I have a 5G csv file of data which I would like to use to train an autoencoder in Keras. As per suggestions in the Keras github issues, I used a generator to read from this file-
def my_generator():
# Create empty arrays to contain batch of features and labels#
while True:
un_training_data = pd.read_csv('swissprot_bacteria_seqs.fa_trigrams', names = sorted(all_tri_grams),
chunksize=128)
for index_in_chunk, chunk in enumerate(un_training_data):
# taking the values from panda into numpy array
batch_features = chunk.values.astype(float)
#print
#print np.mean(batch_features)
yield batch_features, batch_features
autoencoder_4000_bn.fit_generator(my_generator(), samples_per_epoch = 332926, nb_epoch=10,
callbacks = [checkpoint])
But this is much slower than if I call the Keras fit function over a numpy array.

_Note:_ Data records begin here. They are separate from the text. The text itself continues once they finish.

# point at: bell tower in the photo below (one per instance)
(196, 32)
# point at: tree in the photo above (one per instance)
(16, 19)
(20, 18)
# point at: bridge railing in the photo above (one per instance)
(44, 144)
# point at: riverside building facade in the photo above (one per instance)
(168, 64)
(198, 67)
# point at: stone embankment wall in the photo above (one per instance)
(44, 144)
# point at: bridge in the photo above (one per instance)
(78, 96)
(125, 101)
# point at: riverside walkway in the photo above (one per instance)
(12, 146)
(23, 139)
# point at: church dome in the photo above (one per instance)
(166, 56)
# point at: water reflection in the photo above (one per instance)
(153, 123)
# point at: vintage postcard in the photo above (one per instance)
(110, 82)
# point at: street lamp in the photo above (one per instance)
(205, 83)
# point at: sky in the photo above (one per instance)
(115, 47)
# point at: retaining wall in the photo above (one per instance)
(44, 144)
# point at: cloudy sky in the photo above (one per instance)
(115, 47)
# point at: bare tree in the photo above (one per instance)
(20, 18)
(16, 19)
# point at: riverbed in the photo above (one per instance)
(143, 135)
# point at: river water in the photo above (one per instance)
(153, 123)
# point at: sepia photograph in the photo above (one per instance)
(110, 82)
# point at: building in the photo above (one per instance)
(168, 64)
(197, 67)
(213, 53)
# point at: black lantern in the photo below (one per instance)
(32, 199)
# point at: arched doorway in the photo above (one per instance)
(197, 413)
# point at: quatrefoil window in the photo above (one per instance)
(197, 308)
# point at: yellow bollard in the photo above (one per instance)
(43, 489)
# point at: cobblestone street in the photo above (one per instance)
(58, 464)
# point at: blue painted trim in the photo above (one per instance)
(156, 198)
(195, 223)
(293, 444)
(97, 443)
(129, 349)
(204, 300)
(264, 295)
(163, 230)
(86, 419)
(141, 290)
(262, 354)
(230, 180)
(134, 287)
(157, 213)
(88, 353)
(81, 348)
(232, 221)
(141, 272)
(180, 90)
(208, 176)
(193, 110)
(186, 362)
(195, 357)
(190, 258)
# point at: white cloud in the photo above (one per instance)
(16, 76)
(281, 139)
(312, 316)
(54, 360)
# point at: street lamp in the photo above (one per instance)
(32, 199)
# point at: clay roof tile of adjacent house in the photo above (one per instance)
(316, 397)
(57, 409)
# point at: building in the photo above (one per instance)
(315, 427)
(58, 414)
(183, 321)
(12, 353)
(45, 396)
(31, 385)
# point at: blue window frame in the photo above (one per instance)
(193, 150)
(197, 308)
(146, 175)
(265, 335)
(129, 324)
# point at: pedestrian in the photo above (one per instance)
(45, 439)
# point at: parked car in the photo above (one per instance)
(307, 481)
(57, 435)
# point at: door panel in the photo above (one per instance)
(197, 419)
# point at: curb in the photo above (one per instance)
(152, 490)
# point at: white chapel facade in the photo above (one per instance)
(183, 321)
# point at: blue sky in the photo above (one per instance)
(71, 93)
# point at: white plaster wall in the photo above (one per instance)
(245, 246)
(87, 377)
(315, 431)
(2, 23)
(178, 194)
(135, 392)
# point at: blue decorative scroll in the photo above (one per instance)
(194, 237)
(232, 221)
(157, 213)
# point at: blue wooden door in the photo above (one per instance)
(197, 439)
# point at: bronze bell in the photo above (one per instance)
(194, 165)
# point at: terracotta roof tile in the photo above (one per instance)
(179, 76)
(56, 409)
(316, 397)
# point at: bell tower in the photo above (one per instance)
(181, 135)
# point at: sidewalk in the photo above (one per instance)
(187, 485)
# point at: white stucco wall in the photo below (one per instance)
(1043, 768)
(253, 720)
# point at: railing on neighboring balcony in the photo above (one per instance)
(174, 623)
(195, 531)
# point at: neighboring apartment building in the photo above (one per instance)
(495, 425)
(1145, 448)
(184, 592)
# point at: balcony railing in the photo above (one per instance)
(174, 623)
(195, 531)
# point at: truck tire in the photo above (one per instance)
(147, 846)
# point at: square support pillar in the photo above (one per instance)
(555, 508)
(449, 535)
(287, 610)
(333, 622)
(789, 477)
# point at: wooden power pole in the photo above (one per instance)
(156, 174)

I think the pandas read function is the bottleneck here. Obviously, I cannot take a 5G file into a numpy array. So, can anyone please suggest how can I speed up this process?
Hi @nafizh, I’m also trying to read pandas files batch wise. I have similar code as yours.No matter how many times I run next(my_generator()) , it always returns the first 128 rows.How to know for sure that keras is going through all data
How are you able to execute Keras.fit() when using dask dataframes?
I get this error when trying to fit: ValueError: ('Arrays chunk sizes are unknown: %s', (nan, 28))
The code I’m running is this:
import numpy as np
from keras.models import Sequential
from keras.layers import Dense
import dask.dataframe as dd
df = dd.read_csv('HIGGS.csv', header=None)
x = df.drop([0], axis=1)
y = df.drop([1,2,3,4,5,6,7,8,9,10,11,12,13,14,15,16,17,18,19,20,21,22,23,24,25,26,27,28], axis=1)
model = Sequential()
model.add(Dense(1, input_dim=28, activation='sigmoid'))
model.compile(loss='binary_crossentropy', optimizer='sgd',)
model.fit(x,y)
You would need to find a workaround for this issue (unknown chunk sizes):
From Dask.dataframe
You can create dask arrays from dask dataframes using the .values attribute or the .to_records() method.
x = df.values
x = df.to_records()
However these arrays do not have known chunk sizes (dask.dataframe does not track the number of rows in each partition) and so some operations like slicing will not operate correctly.